Friday, June 23, 2006

Encounter with a Red Squirrel

On my way to lunch today, I happened across a little red squirrel chirping away in a tall spruce. At first I couldn't find the animal who was singing, it was so small by comparison to the tree and was situated some distance up its trunk. I felt myself drawn to the sound, though, by its sheer volume and the mystery of the moment. The mystery revealed itself to be a squirrel oriented veritcally, parallel to the trunk. I wondered for what purpose the creature barked so insistently, for I could now discern an urgency in its voice.

Just then a blue jay's shadow played over the daylight illuminating the path. I realized that the squirrel had know of the bird's presence all along; for the furry fellow's cry only intensified with the bird's flight. While the squirrel had not welcomed the jay's presence, it preferred the status quo to movement, which required renewed strategizing.

The blue jay alighted in a tree, yet the squirrel kept up its mighty bark. As I remained before the little animal, it charged a few paces down the trunk and let out its yawp. Yet I stood beholding the foxy coat and bushy tail. The squirrel charged a second and third time. Upon hearing the third cry, I realized that I, the human, had been the unwanted visitor. From the episode's start, the squirrel meant to ward me off, yet by sounding the alarm it had intoxicated me.

Squirrels have not announced themselves in my urban, suburban, or rural experiences. They have preferred to scurry across the scene without attracting the notice of passers by. Here in Juneau, this wild--or is it rural still?--squirrel continued barking for fifteen minutes straight. Not so terrified by my presence as to scamper away before I might see it, the squirrel had had the audacity to stand its ground against a formidable foe. Had my camera been the gun of one of my pioneering ancestors, the squirrel would have found himself in a Brunswick stew.

*****

Later today, I watched a bald eagle soar on the air currents above the shores of Auke Bay. I was on a walk along the shore and happened to be standing thirty yards from the spruce atop which it chose to perch.

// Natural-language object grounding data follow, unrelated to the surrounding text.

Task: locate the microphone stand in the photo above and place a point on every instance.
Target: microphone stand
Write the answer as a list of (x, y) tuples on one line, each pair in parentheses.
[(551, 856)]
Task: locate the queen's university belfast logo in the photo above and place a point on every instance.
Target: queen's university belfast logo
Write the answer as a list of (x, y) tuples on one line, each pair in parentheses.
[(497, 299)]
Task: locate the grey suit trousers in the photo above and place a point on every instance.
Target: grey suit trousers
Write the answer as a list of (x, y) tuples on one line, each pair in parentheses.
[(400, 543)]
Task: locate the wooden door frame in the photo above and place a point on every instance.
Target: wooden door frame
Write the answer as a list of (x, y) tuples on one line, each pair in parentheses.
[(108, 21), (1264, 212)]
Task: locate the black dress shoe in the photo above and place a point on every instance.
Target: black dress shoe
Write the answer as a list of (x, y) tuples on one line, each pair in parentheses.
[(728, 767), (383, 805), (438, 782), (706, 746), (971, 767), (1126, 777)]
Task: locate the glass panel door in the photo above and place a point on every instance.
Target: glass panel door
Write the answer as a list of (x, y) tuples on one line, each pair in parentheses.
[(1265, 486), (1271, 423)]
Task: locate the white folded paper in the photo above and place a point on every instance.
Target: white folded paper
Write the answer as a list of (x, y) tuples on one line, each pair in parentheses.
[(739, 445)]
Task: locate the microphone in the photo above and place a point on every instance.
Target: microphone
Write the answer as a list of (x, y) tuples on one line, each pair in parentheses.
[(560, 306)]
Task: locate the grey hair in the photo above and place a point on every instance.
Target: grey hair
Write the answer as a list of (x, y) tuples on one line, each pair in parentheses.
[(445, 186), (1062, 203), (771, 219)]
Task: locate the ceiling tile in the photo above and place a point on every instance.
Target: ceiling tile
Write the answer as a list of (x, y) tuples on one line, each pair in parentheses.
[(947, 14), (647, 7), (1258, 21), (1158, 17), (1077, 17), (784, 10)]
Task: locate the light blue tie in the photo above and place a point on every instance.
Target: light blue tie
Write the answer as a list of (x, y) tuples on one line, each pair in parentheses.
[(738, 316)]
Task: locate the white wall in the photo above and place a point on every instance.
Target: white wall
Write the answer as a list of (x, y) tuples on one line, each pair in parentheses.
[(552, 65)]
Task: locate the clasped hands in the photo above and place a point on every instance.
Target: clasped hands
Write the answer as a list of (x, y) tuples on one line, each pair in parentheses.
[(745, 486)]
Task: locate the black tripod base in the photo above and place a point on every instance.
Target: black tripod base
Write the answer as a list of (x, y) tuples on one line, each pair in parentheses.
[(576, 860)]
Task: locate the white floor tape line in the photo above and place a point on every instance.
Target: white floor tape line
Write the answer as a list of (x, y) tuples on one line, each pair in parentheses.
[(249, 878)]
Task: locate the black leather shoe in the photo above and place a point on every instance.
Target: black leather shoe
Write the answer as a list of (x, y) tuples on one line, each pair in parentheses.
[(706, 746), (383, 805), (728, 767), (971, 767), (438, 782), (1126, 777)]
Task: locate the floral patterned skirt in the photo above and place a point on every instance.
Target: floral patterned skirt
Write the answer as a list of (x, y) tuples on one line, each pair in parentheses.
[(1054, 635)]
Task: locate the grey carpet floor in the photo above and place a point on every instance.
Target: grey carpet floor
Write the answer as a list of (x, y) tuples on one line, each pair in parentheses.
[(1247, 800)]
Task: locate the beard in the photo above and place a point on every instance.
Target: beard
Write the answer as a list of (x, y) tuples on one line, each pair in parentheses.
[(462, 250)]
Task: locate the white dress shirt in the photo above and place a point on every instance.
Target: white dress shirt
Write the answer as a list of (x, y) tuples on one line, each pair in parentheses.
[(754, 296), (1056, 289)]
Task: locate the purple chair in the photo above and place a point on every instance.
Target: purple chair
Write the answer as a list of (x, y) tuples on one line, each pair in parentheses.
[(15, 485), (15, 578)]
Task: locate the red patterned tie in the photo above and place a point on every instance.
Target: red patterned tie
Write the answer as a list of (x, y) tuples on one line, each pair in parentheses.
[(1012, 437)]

After admiring its magnificent size from that distance, I crept up under the eagle's tree. The eagle glanced at my approach. Standing a yard from the tree, I studied the eagle's yellow eye, its large, gripping talons, its fluffy, slightly unkempt feathers. Head in wing, the eagle resumed its nap.

While the eagle did not feel threatened by my presence as the squirrel did, both animals shared a quality I could recognize only as wildness for a few hours. But, of course, the two animals I encountered today are wild and live in a region which is wilderness relative to my experience. By terming the eagle and the squirrel wild, I had identified them as inhabiting a different zone from my own habitual realm of existence--one in which even a squirrel considers me part of the throng of nature.

2 Comments:

Anonymous Anonymous said...

you atribute the behavior of the squirrel and the eagle to their wild nature. Rather than an inherent wildness couldn't their behavior result from freedom. In cities and suburbs humans control the landscape and have pushed "wild" animals to the perimeter. A squirrel in the city would run away from a person because it knows that it intrudes upon human territory. In contrast, your red squirrel considered you the interloper. In Alaska the squirrel has not been caged or controled, and thus is free to respond as it would naturally.

Wednesday, June 28, 2006 7:13:00 AM  
Blogger Palmer Seeley said...

The pioneer who pushed westward and then northward into Alaska would consider wilderness the domain of freedom. Moonshine, an expression of an individual's claim on social freedom, tends to be made in the more "wild" counties of the Appalachian Mountain states. Yet if wilderness provides freedom to animals and humans, is urban, suburban, rural society not free? As an American citizen living in a city, have I disenfranchized myself of a certain degree of freedom naturally afforded the mythological "Wild Man"? In a word, yes.